You see, the President's statement from yesterday seems to recognize this linkage and then proceeds as if it's not there. I guess I can give him points for not being as blatantly untruthful as Karl Rove has been this week, but then I would also be naive, since this Administration routinely coordinates its messages with the harshest or most mendacious coming from surrogates so the President can seem more reasonable.
But I can't even give him points for reasonableness, because he justifies his obviously incremental decision by appealing to absolute principles. And this is where I start to lose it.
I know the President likes to speak in broad principles and absolutes, but if those words are to have any meaning they must actually serve as principles and absolutes and not as merely rhetorical window dressing. So if we apply the principle the President claims - innocent life should not be destroyed to benefit others - as a genuine principle, then one also has to ask:
What about those embryos that are being destroyed after in vitro fertilization? And if this really is a principle and not merely a poll tested phrase, then one should ask: What about the loss of innocent life in Lebanon this week? You seem fine with the Israelis killing innocent Lebanese. Maybe there's a kind of ethical calculation you've made - I understand that world leaders are sometime forced to make those kinds of choices. But yesterday you claimed absolute principle when you vetoed the stem cell bill. And what about the manifestly innocent people you've imprisoned and had tortured and even killed in Guantanamo and other prisons? Where's the absolute principle in that?At this point, my head exploded. Thankfully it was put back together by a very well-targeted post by Fred Clark at Slacktivist. Fred calmly and clearly punctures the nonsense of the President's statement, and makes some rather troubling conclusions about our leader. You really should go read the whole thing. Go ahead, I'll wait.
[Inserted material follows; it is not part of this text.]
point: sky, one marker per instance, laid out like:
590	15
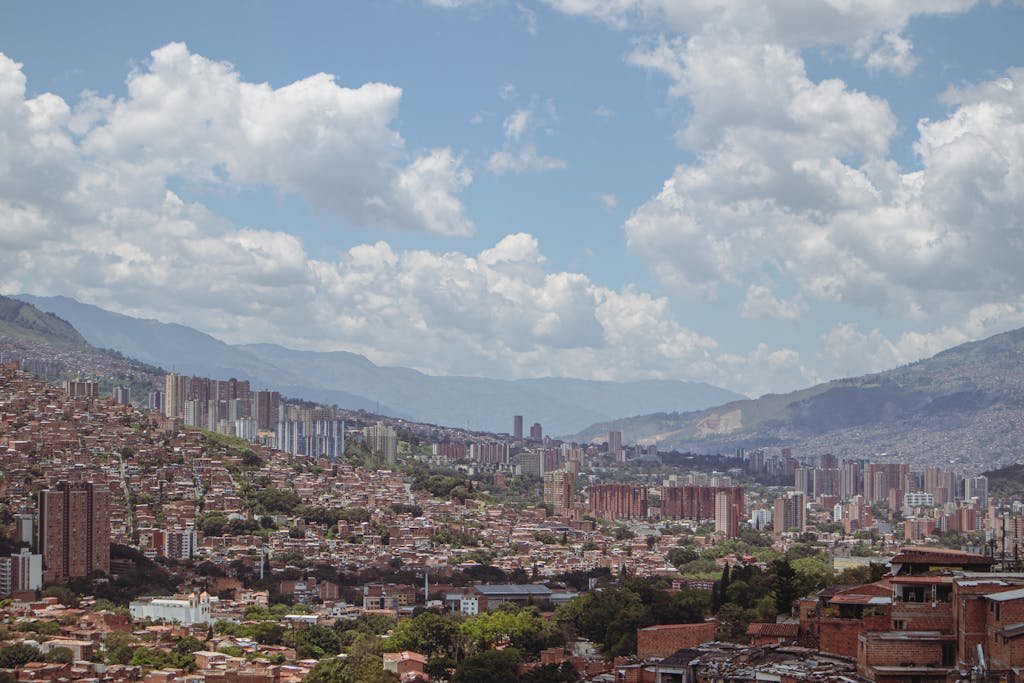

Here's the thing. We need to have a serious conversation about the issues underlying stem cell research. Sadly, the President's manifestly unserious statement (and I'm being charitable in calling it that - again, go read Fred Clark) has made it harder now to have that conversation. I and others can think very hard and well about the issue, but if the people charged with the decision by our Constitution and laws are unwilling to do even that simple work, then I don't know where we are.